Clive James

Diary – 26 May 2012

This month has been the launching season for my new collection of poems, Nefertiti in the Flak Tower. Not many younger people, I have been discovering, know what a flak tower is, or was. Perhaps I should have called the book something else. One of the poems in the book is called ‘Whitman and the Moth’: it might have been wiser to call the book that. Early in the launching season I was asked to read the poem aloud on that excellent radio programme Front Row. The poem is a meditation on the old poet at the point of his death and I’m afraid I found the right voice for it exactly.

•••

I have been exhausted for more than two years now, by illness. Leukaemia is practically the least of my ailments. In a lull between bad stretches the Saturday edition of the Telegraph kindly asked me to review television. That was about a year ago and we have now completed my first year on the case, so this month has been my first annual holiday.
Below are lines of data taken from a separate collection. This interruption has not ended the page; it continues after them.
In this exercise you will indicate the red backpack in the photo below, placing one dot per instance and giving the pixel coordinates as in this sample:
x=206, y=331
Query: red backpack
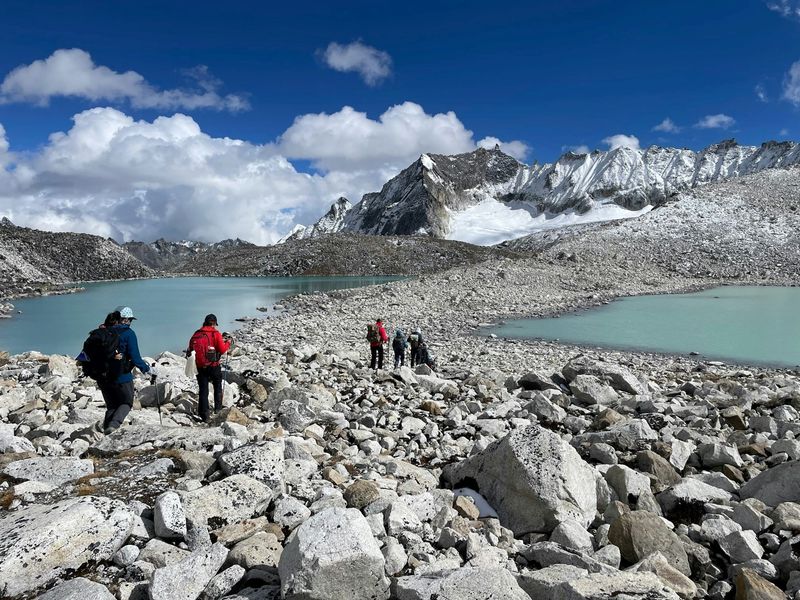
x=205, y=354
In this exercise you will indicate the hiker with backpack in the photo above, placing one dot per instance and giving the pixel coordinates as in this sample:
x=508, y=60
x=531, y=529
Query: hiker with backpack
x=109, y=356
x=208, y=345
x=377, y=337
x=414, y=341
x=424, y=356
x=399, y=345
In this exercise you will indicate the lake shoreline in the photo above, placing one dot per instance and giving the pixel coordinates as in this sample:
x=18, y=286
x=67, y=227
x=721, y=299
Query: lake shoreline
x=551, y=292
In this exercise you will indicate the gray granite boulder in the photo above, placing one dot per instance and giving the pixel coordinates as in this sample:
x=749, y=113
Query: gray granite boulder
x=79, y=588
x=263, y=462
x=186, y=580
x=533, y=479
x=477, y=583
x=640, y=533
x=623, y=584
x=55, y=470
x=333, y=556
x=169, y=518
x=230, y=500
x=39, y=543
x=773, y=486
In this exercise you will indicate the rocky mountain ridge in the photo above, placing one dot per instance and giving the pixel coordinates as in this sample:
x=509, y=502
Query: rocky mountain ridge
x=31, y=259
x=433, y=195
x=343, y=254
x=166, y=255
x=331, y=222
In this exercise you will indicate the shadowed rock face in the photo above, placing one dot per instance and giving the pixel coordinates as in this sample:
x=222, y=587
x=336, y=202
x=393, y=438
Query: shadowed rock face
x=533, y=479
x=31, y=258
x=423, y=196
x=39, y=543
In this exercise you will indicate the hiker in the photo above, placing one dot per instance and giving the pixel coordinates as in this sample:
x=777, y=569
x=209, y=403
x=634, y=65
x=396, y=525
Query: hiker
x=424, y=356
x=112, y=318
x=118, y=394
x=414, y=340
x=377, y=337
x=208, y=345
x=399, y=345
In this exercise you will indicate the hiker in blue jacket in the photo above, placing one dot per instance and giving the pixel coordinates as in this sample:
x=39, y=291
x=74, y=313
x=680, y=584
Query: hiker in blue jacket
x=118, y=395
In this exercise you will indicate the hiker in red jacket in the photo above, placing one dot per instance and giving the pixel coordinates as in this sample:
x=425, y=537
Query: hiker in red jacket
x=377, y=337
x=208, y=345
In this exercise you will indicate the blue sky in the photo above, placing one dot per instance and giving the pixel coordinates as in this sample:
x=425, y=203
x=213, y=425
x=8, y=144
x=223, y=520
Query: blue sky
x=546, y=75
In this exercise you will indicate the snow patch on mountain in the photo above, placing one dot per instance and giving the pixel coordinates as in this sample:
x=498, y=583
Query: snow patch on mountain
x=490, y=222
x=331, y=222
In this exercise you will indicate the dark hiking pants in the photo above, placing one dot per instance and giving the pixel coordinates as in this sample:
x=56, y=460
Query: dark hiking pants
x=204, y=376
x=377, y=356
x=119, y=401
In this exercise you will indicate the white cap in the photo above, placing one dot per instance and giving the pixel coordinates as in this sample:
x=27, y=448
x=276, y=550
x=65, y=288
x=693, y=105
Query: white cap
x=126, y=312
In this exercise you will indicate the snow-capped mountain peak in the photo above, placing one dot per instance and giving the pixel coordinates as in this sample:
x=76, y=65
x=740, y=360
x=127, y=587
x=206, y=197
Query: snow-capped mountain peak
x=486, y=196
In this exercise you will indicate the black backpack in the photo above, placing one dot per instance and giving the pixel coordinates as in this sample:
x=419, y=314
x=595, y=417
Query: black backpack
x=99, y=351
x=373, y=335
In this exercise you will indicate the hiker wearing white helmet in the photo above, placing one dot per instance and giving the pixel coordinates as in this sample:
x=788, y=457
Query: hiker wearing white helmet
x=414, y=342
x=118, y=394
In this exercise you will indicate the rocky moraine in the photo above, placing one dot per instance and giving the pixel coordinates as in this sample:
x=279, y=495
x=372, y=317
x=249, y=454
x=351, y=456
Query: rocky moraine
x=609, y=474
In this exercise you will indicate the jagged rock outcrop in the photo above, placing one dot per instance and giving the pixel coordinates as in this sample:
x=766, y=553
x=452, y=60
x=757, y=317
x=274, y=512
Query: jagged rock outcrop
x=165, y=255
x=425, y=197
x=331, y=222
x=31, y=259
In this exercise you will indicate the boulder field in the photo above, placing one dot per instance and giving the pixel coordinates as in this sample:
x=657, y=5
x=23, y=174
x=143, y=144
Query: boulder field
x=517, y=470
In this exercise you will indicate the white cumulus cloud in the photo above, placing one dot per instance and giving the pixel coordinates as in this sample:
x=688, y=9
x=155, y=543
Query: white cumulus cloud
x=515, y=148
x=791, y=84
x=371, y=64
x=667, y=126
x=349, y=139
x=786, y=8
x=622, y=141
x=73, y=73
x=718, y=121
x=115, y=176
x=577, y=149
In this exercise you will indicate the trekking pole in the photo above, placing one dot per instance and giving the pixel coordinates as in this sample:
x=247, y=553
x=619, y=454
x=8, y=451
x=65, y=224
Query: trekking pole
x=158, y=399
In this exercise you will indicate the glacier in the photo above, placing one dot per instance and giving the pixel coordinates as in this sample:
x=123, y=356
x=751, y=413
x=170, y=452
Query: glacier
x=486, y=196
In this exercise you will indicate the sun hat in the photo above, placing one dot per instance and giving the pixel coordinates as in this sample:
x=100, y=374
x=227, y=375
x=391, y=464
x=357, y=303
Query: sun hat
x=126, y=312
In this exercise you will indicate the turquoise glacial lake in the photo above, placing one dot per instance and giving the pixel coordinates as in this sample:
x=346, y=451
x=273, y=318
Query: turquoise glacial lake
x=168, y=311
x=751, y=325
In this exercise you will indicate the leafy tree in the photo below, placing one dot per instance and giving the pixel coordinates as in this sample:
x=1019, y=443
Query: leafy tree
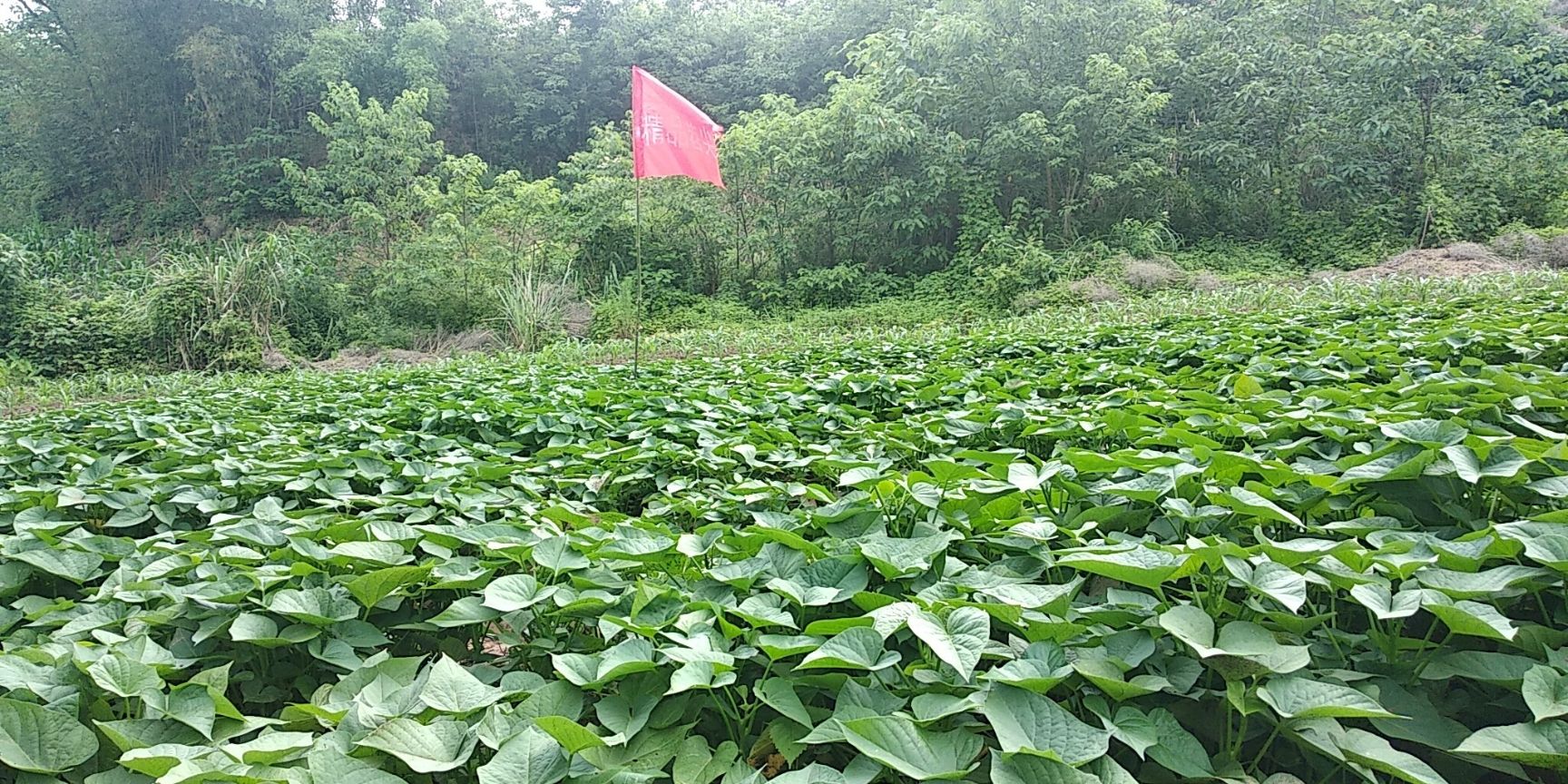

I tried to time it so that the book launch could fit into the slot. When you are short of energy you have to ration it. So far I have managed to look busy by doing one thing at a time. Put it all together and it’s a decent fraction of the work I did before I fell ill. I still feel guilty, however, that hours go by when I don’t touch the keyboard.

•••

I doubt if illness improves the concentration. Though its individual perceptions take thought, a critical column is comparatively easy to construct because it is cumulative. This column you are reading now counts as a general column and it will have to have an argument.